First, there’s the issue with Facebook and Zuckenberg’s track record. After the news of the deal became public, Minecraft creator Notch made a public statement to the effect that he was canceling all Minecraft development for the Occulus Rift. Apparently he had been working with the Occulus people, and had been to his offices as recently as last week, and he was never told of any impending acquisition. He further stated that he did not contribute $10,000 of his own money as early seed capital for Occulus, only for the founders to turn around and quickly sell the company to Facebook for a windfall. I’m guessing Notch is echoing the feelings of many of Occulus’ early backers there. He also stated that Facebook’s intentions are unclear, and that they “give him the creeps.” He’s also echoing the feelings of most gamers with that one as well. After all, isn’t Zuckenberg that screwed everybody over, including his partner and best friend, in order to make Facebook a success? Did you read/watch “The Social Network”? Do we really think he’ll let Occulus operate independently for very long?

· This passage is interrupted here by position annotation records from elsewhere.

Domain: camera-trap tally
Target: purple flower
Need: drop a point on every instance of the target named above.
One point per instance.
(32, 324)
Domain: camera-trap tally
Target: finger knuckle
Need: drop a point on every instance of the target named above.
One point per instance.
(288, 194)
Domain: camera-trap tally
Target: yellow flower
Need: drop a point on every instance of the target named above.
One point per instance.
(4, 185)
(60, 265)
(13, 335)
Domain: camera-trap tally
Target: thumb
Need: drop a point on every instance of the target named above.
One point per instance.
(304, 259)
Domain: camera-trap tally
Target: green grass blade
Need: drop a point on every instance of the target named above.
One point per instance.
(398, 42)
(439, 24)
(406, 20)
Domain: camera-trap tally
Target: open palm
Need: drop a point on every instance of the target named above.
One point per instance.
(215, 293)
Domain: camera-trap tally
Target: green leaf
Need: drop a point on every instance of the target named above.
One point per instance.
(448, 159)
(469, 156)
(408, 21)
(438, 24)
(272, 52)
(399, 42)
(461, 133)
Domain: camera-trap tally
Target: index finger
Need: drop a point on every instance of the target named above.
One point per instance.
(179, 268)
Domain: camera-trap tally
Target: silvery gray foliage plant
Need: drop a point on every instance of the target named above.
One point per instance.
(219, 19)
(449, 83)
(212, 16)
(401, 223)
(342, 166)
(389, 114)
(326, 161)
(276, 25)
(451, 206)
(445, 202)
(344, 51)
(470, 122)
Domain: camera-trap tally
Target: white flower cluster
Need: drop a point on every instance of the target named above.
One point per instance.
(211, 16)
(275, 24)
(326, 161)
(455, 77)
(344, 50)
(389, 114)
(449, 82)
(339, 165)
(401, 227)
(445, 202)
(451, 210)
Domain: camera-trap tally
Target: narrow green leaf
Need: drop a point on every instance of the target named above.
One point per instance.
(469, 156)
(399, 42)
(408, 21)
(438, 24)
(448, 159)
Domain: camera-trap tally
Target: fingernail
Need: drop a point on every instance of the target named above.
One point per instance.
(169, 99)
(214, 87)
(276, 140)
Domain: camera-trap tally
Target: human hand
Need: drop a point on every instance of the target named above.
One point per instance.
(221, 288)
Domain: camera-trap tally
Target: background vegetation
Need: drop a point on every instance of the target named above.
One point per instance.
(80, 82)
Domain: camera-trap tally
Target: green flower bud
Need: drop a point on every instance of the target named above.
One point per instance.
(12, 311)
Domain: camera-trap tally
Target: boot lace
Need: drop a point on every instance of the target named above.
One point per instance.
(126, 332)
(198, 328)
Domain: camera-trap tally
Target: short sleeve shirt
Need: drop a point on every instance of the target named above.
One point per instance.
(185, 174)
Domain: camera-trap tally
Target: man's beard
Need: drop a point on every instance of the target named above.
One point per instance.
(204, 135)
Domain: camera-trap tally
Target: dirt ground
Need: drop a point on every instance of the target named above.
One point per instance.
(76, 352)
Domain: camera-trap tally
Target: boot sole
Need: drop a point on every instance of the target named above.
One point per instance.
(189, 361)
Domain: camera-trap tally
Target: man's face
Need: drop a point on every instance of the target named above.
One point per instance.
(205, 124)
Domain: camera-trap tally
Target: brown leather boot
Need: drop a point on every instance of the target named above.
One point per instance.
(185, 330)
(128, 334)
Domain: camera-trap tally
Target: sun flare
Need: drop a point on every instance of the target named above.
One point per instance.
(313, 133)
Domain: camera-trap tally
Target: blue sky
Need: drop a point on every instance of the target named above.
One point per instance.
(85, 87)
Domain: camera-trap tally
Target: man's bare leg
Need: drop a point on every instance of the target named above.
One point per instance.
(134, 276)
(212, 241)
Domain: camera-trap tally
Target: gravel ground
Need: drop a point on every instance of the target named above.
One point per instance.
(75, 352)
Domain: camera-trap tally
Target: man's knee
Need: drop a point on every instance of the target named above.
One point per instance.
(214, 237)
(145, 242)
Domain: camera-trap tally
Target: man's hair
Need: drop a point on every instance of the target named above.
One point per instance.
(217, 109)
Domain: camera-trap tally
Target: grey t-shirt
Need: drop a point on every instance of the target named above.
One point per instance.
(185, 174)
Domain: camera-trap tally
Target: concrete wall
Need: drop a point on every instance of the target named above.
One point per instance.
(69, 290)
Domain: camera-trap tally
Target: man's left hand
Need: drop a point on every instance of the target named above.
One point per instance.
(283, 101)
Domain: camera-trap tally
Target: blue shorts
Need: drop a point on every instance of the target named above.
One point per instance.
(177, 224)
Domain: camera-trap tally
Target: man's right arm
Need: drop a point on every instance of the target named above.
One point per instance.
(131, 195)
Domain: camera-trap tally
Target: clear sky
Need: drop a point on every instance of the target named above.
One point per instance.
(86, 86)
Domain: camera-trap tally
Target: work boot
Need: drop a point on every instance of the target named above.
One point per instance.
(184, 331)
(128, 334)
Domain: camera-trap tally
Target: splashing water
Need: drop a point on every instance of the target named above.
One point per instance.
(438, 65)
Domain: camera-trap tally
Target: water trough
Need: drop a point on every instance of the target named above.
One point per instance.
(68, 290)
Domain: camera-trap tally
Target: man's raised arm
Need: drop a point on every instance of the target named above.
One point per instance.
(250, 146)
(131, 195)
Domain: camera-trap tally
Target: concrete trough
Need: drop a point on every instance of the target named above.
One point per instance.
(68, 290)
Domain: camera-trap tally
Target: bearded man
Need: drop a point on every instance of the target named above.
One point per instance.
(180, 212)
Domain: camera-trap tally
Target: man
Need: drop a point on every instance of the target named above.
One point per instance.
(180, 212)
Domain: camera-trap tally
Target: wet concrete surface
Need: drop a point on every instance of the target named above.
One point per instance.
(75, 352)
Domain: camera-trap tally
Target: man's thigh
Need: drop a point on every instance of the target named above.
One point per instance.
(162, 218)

There is only one thing Zuckenberg/Facebook are interested in with the Occulus purchase: public perception and shoring up the Facebook share price. It’s no secret that Facebook has had trouble monetizing the site, despite its giant popularity. Facebook was late to mobile, and all its initiatives there have crashed and burned. (Does anyone remember the HTC or Motorola Facebook smartphones?) In the past year, Facebook has launched into an acquisition spree (from Instagram to WhatsApp) , in order to give the investors and the public at large that Facebook is a growing, thriving business that’s keeping with the latest technological developments/trends. Now that mobile is stagnant (and mobile companies are betting on those silly wearables as the next big thing… but that’sa topic for another day), the next big things in tech are AR (Augmented Reality) and VR (Virtual Reality.) AR belongs to Google, with its Glass technology (which will be huge, mark my words.) But VR is still a nascent technology, with the most publicized efforts being those of Kickstarter statup Occulus and Sony’s Project Morpheus. By buying Occulus, Facebook gets to say that it’s at the forefront of VR technology, which will be parroted by know-nothing financial analysts and reporters. Facebook is cool and edgy again.

So Occulus gets much needed capita out of the deal. How can that be bad? Well, like I said before, the money has strings attached. Facebook’s corporate tendrils will begin to probe insinuate into Occulus, and will destroy the young company. Maybe it will begin with an ambitious suit, initially sent as a liaison. Then more suits will follow. Pretty soon they’ll have those hapless occulus employess filing TPS Reports in triplicate, and the talent will head out the door (beginning with John Carmack.)

And those $2 billion will attract hucksters and con-men to VR, just like what happened with Kickstarter when it first went big.  Expect a lot of VR startups with big promises scamming investors out of their cash, with little to show for it.  The technology will get a bad rep before it’s even ready.

Then there’s the company culture… remember Star Trek’s Prime Directive, about non-interference with less developed cultures? Occulus was a startup, and it needed to remain a startup for a few more years. Startups achieve great things – look at HP, Apple, Google. Would they have achieved what they did without the pressure to succeed? This deal erases all that. Occulus is now Facebooks kept, well-fed pet. The pressure to succeed and achieve is off, gone. Nothing to see here, folks, these are not the droids we’re looking for, moving on to Sony and Project Occulus, move along.

This is all that went through my mind yesterday when I read the news. Today? I just feel sadness… for what could have been.